How Dynamic Analysis Works
Unlike static analyzers, dynamic analysis tools don’t require access to the source code – this approach is also called black-box testing, or Dynamic Application Security Testing (DAST) in a security context. Dynamic scanners are executed on a running application and can find all sorts of issues that show up at runtime, whether related to application code or to external factors, such as misconfiguration. They work by simulating all sorts of valid, invalid and malicious inputs to find errors and security flaws, effectively performing
automated penetration testing to catch vulnerabilities as they emerge.
Dynamic analysis covers only parts of the application that are executed during the test run and accessible to the user. While this provides the most realistic testing scenario for vulnerability scanning, it means that some application code may remain unchecked. Because source code is not accessible, dynamic scanners can’t directly indicate the causes of issues they detect, so developers have to find the corresponding errors manually. Fortunately, modern enterprise-class dynamic tools use advanced mechanisms to get you as close as possible to the root cause.
The Benefits of Dynamic Analysis
The key advantage of dynamic analysis is that it can detect all types of issues that can show up in a running application, including bugs, runtime errors, misconfigurations, and security flaws. This allows you to ensure application security and stability even if no static analysis is performed. Dynamic testing is also the only way to get realistic data about application performance.
Because they check the running application, not the source code, dynamic scanners are independent of the programming language and can be used at multiple stages of the software development pipeline. Business-class dynamic scanners readily integrate with modern methodologies, making it easy to
automate dynamic analysis for DevOps and other agile approaches.
From a developer’s point of view, modern dynamic scanners generate far fewer false positives than static analysis tools. When used for automated penetration testing, leading tools can not only discover vulnerabilities but also
exploit them in a safe, read-only way, generating a proof of exploit to document the results and help developers isolate the root cause.
Choosing Your Analysis Solution
With rapid deployment models such as CI/CD and DevOps becoming ever more popular, automated analysis is vital to ensure that code going from development to production is free of known errors and vulnerabilities. Your choice of analysis tools will depend on the individual requirements and budget, but a dynamic analysis product should be part of any toolset.

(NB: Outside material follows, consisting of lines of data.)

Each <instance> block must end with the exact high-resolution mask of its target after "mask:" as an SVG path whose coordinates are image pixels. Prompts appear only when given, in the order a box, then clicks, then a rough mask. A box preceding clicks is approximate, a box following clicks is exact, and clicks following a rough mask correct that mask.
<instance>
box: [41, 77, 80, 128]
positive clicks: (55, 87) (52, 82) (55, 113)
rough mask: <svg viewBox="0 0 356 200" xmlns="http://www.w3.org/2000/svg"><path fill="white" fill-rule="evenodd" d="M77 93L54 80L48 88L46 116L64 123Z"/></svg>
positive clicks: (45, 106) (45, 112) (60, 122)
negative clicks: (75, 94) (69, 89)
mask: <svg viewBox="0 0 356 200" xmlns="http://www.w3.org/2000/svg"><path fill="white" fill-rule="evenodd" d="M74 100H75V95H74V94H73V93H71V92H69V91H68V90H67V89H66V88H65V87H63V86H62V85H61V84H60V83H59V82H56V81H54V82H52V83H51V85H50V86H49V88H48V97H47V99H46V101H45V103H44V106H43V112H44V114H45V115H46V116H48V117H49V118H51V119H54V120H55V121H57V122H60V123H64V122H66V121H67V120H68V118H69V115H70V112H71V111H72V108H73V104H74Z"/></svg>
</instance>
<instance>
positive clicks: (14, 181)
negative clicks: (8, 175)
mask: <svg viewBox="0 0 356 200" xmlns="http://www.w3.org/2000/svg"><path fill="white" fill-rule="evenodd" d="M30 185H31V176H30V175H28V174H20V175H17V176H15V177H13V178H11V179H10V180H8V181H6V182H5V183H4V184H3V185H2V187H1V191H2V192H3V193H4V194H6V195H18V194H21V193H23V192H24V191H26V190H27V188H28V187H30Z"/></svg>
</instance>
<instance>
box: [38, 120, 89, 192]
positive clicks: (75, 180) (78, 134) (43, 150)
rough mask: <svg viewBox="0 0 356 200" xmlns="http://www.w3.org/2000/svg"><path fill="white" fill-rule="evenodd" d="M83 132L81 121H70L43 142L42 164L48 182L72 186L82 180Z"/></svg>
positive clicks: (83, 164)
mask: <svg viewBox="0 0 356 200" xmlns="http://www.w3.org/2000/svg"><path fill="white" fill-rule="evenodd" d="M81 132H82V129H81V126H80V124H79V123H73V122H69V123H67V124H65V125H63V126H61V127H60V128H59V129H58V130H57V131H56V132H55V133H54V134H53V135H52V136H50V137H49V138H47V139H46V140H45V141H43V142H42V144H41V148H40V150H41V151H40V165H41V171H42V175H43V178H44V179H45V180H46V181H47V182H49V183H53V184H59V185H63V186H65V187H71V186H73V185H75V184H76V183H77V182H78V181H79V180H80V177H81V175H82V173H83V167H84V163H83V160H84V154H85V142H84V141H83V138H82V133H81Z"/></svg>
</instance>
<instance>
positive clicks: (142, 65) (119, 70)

If you’re prepared to invest in static analysis tools for all your languages, the best solution is to combine static and dynamic analysis in your SDLC. That way you get the best of both worlds: static analysis can eliminate many issues even before the application runs and improve overall code and software quality, while dynamic analysis at runtime finds errors and vulnerabilities that could not be detected using static methods.
However, if you have to choose between static and dynamic analysis, an
enterprise-class dynamic scanner should provide the best combination of effectiveness and value, as it picks up many kinds of errors and vulnerabilities, and can be used by anyone and at multiple stages of the SDLC. From a security standpoint, a dynamic scanner is a necessity, since static analysis tools are helpless against many critical classes of vulnerabilities.
The good news is that
best-of-breed dynamic vulnerability scanners are highly effective both as standalone solutions and in combination with static analysis tools. They are also easy to integrate with development automation processes, which makes them accessible and valuable to all roles across your SDLC.